7. Professor Gilson spends many pages on the information-exchanging value of representations and warranties, and puzzles over the lack of any indemnification mechanism in public company deals (the representations and warranties expire at closing largely because once the proceeds in stock or cash are distributed to widely dispersed shareholders, there's no putting Humpty-Dumpty back together again). He acknowledges that indemnification may be partial or limited in time (there's also the "basket" or deductible, but I don't think that gets mentioned), but the real question, it seems to me, is whether the actual instances of acting on the indemnification clauses warrant the investment in the reps and warranties. My guess is they have some amount of in terrorem effect, but neither of us have a whole lot of data to go on. (The one empirical study of which I'm aware on this subject is by Steve Schwarcz, and it is based on surveys of clients who hire transactional lawyers. To quote Steve's abstract: "Contrary to existing scholarship, which is based mostly on theory, this article shows that transactional lawyers add value primarily by reducing regulatory costs, thereby challenging the reigning models of transactional lawyers as 'transaction cost engineers' and 'reputational intermediaries.'")
8. My equally non-testable theory is that lawyers sometimes add value to deals, sometimes subtract value, and appear most of the time during the deal for the same reason neckties do: it's part of the ritual. There is no intrinsic reason they have to be there. Lawyers, like neckties, have value, not because they necessarily make the pie bigger, any more than neckties make the pies bigger, but because somebody values the lawyer enough to pay more for her to be there than it cost for her to get there (marginally speaking, of course). That's the reason we buy $75 neckties and Rolex watches as well. But we don't feel a need to justify the presence of the necktie or the watch as a "transaction cost mechanism."

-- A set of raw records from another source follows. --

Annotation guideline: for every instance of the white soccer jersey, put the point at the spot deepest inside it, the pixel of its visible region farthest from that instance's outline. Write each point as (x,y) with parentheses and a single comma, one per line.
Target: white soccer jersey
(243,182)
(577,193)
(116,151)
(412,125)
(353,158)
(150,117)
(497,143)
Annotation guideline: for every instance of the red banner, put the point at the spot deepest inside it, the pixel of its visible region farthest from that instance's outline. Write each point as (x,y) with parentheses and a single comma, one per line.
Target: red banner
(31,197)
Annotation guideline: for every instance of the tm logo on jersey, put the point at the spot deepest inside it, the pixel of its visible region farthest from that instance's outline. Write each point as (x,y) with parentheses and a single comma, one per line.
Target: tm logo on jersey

9. I am persuaded by years of observation that great lawyers (like Jim Freund, who Professor Gilson cites repeatedly) help make deals, but that there is nothing particularly lawyerly about it. It is, as Vic Fleischer suggests, quarterbacking, or as David Zaring suggests, closing. That strikes me as an aspect of leadership, something business schools teach, but with which law schools and law (qua law) struggle immensely.
10. Mostly, though, I step back and see the process as something akin to a Balinese cockfight, a ritual or ceremony that gives us some limited assurance of certainty in a highly uncertain and contingent world. I find it equally plausible that the presence of all those lawyers doesn't do a damned thing to make the pie bigger - but they are necessary, and they do have value, just as the accoutrements to the cock-fight have value to the participants. Their value is in what they do to give us the courage to overcome fear, panic, seller's remorse, buyer's remorse, and risk averseness. Again, as I said over in the comments, lawyers provide an alternative model for resolving disputes about the deal that is better than pistols at twenty paces, but the idea that the contract language provides certainty in anything other than trivial cases is a self-justifying illusion for lawyers. I suppose what really bugs me comes from my intuition that the Gilson thesis is theory-laden in the sense that Ian Shapiro criticized in The Flight from Reality in the Human Sciences. What comes first is the economic model and its assumptions about value and rationality, which is then imposed on a linguistic exercise, which is itself an imperfect model of a complex world.